The band Switchfoot wrote a song called "This is Home" for the Prince Caspian movie. So at least I'm not the only one that views these far-off shores as the true reality. Jon Foreman must have been captivated by Narnia just as I was by Middle-Earth. The song is also a thinly-veiled praise of our ultimate destination, (the word heaven doesn't do it justice, I will call it Zion), and obviously this song also carries that theme. The images I wrote of are definitely from the Columbia River, as I walked through Leslie Groves Park to Howard Amon. Most people don't like the wind, as it gets very strong in the Tri-Cities, but I've always loved it. It's another one of those things, I guess that connect me to Tolkien's world.

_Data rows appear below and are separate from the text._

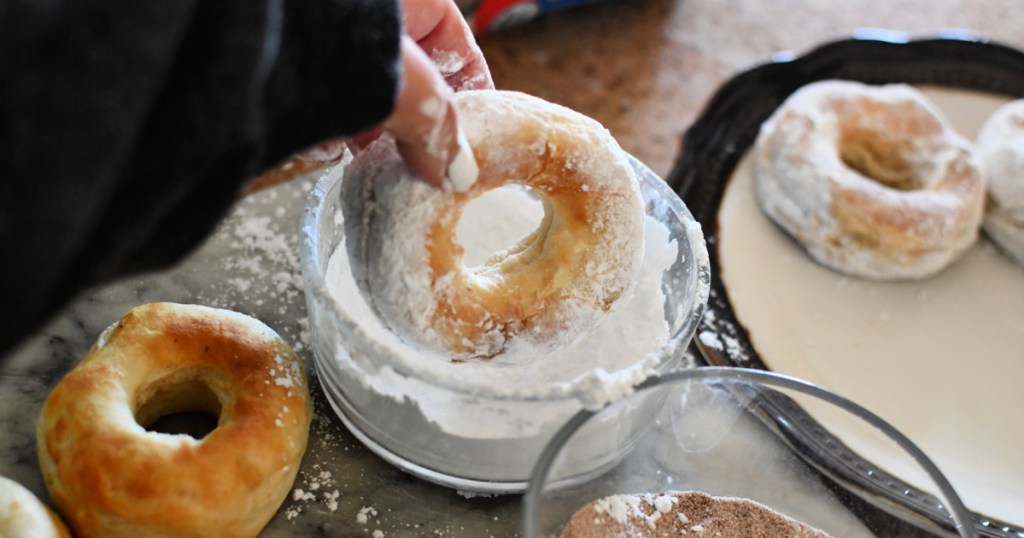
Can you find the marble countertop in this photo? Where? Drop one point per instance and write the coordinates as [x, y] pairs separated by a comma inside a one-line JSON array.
[[643, 68]]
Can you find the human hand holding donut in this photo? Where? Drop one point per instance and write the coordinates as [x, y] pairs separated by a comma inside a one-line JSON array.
[[438, 56]]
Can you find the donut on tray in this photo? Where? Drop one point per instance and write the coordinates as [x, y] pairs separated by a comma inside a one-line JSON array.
[[24, 515], [111, 477], [1000, 152], [870, 180]]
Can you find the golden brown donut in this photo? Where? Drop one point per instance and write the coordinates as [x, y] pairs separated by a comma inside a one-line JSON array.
[[24, 515], [549, 288], [1000, 152], [110, 477], [870, 180]]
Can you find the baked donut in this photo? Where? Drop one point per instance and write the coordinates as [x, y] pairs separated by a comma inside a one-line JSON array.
[[24, 515], [1000, 153], [110, 477], [549, 288], [870, 180]]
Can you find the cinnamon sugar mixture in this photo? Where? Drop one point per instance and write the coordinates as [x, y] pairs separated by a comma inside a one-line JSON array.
[[682, 513]]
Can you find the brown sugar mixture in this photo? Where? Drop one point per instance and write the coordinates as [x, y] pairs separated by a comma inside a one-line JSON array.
[[682, 513]]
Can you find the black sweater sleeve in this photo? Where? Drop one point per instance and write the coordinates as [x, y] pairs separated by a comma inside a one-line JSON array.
[[127, 127]]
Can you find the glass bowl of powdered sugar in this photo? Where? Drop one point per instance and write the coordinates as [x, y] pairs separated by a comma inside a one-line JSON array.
[[480, 425], [739, 453]]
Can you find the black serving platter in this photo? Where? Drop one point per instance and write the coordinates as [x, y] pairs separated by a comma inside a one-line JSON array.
[[714, 146]]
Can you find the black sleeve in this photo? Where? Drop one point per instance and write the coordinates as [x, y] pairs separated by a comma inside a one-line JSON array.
[[127, 127]]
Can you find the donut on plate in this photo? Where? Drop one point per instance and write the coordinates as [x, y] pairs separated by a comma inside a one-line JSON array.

So why do I feel such a longing to see another world? Even if I made the most of the world I'm in, I know I would long for the unfelt breezes around the broken watchtower at Weathertop, and the howls of the wolves in the distance? The sparkling Grey Havens, the forest of Ithilien, the strange Withywindle. Why do I feel so restless? Why has this world, in all its glory, left me unfulfilled?
And even if I cut away all my anchors and lived to the fullest, going broke for the sake of adventure, I somehow know that it would never give me the kind of permanent satisfaction I'm after, the kind that only an unreachable world has to offer. It's only because I was not made for this.
And if you, too, feel restless, know that you were not made for this. We will reach the other side and find it to be more spectacular than any book could speak of. Perhaps the only one to come close is at the end of C.S. Lewis', The Final Battle. He says that the colors became more vivid, everything become more real, and the Pevensies were finally home.